Princess Bride

Anytime there’s a wedding, the centerpiece is almost always the dress. So it’s no wonder that people across the world are wondering what dress Meghan will wear on the big day. Whether she will choose clean lines or a dramatic design will remain a mystery until May 19th. What we can be sure of though, is that the dress will be white and there will be plenty of flowers.


Some of the classic details brides continue to use to this day stemmed from the 19th century and Queen Victoria. When Victoria married Albert, she chose to wear white in a time period that women typically chose bright colors. She also wore a tiara made orange blossoms instead of one with jewels since the blossoms represent fertility. Designs from Elie Saab’s 2019bridal collection showcase lace detailing, full skirts and hair adorned with blooming flowers.

“I wore a white satin dress, with a deep flounce of Honiton lace, an imitation of an old design. My jewels were my Turkish diamond necklace and earrings and dear Albert’s beautiful sapphire brooch.” –An excerpt from Victoria’s journal
Victoria wore her wedding dress in the painting by Franz Xaver Winterhalter. It was painted seven years after the wedding, in 1847, as an anniversary gift to Albert. 
Once the Queen walked down the aisle in white and accessorized in flowering blooms, it wasn’t long for other ladies to take a cue and create a new tradition. The color choice was quickly embraced as a symbol of purity and innocence during the ceremony that joined two hearts in matrimony.


Meghan may channel her love for classic lines and tailoring and choose a gown inspired by the 1950s. Elizabeth Taylor, both on screen and in real life, chose designs with a fitted bodice and full skirt. In 1957, Audrey Hepburn wore a fitted gown with a full skirt, though in a tea cut length, as a bride in the film Funny Face.

It’s hard to talk about wedding dresses without mentioning Princess Diana’s iconic gown from 1981. The dress featured a fitted waist, 25 foot train and full sleeves that were reminiscent of the 19th century leg-o-mutton sleeves and also the 1980s trend of power shoulders and shoulder pads that would reign throughout the decade.

Carolyn Bessette's choice of dress in her wedding to John F. Kennedy Jr. in 1996 continues to inspire modern brides. Her straight-line sheath dress was elegant in its simplicity. Plus, she wore her hair in a low-key chignon, which is sure to speak to Meghan’s style sensibilities. 

Before Meghan, there was of course Kate. Kate Middleton married Prince William in 2011 while wearing and elegant design from Sarah Burton of Alexander McQueen. The bodice was covered in lace that acted as sleeves and a delicate cover up above the sweetheart neckline. The fitted waist blossomed into full skirt and train. It was the epitome of a modern-day princess with romance, elegance and a nod to tradition. 

Temperley London Bridal 2019
Meghan may take cues from historical brides like Queen Victoria or Princess Diana, or she may write a new story that’s all her own. The options are endless.
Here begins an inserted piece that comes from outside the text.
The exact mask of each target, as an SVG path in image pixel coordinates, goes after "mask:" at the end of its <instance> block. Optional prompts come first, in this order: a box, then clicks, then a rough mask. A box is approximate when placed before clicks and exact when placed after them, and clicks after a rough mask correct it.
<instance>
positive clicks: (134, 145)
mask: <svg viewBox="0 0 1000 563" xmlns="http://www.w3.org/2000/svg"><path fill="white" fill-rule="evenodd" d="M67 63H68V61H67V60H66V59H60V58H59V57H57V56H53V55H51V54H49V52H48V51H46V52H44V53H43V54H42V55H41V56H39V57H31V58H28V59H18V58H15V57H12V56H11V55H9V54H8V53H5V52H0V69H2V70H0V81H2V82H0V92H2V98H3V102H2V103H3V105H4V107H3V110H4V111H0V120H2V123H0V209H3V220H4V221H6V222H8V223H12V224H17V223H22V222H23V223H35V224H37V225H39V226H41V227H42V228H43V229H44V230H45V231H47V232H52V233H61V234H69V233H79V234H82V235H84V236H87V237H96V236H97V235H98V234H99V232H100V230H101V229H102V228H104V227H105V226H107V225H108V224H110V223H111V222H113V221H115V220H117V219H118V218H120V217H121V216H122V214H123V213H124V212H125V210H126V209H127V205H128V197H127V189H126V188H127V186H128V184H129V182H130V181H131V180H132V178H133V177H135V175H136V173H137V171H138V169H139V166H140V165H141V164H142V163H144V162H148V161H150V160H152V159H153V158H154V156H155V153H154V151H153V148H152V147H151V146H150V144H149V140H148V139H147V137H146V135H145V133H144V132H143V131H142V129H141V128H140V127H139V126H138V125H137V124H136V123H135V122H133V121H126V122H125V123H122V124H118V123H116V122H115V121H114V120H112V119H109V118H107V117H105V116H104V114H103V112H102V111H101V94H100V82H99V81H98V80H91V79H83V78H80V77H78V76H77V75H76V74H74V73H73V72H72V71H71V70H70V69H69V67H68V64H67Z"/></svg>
Gowns from Marchesa are romantic and feminine with tiered skirts, bits of tulle, fine lace, and flower crowns that Victoria would approve of.


Though not limited to orange blossoms, Reem Acra showered his brides with blooms. 

Crowns and bouquets are used as natural accents to the lace and flowing lines of his gowns. Designs range from conservatively beautiful with high necks and sleeves, to a Greek goddess with plunging necklines and simple lines reminiscent of tunics dating back to 800 BC.

 The ultimate princess gowns can be found in the Zuhair Murad collection. Whether with a full skirt or straight sheath design, the gowns offer plenty of lace, beads and romance.

Though not likely, there is always the possibility that Meghan may choose to create a new tradition by choosing a gown in a color. 

VeraWang could offer plenty of options, with tulle confections in shades of pink, yellow and beige.
The big reveal is only days away. What style of princess bride do you think Meghan will be?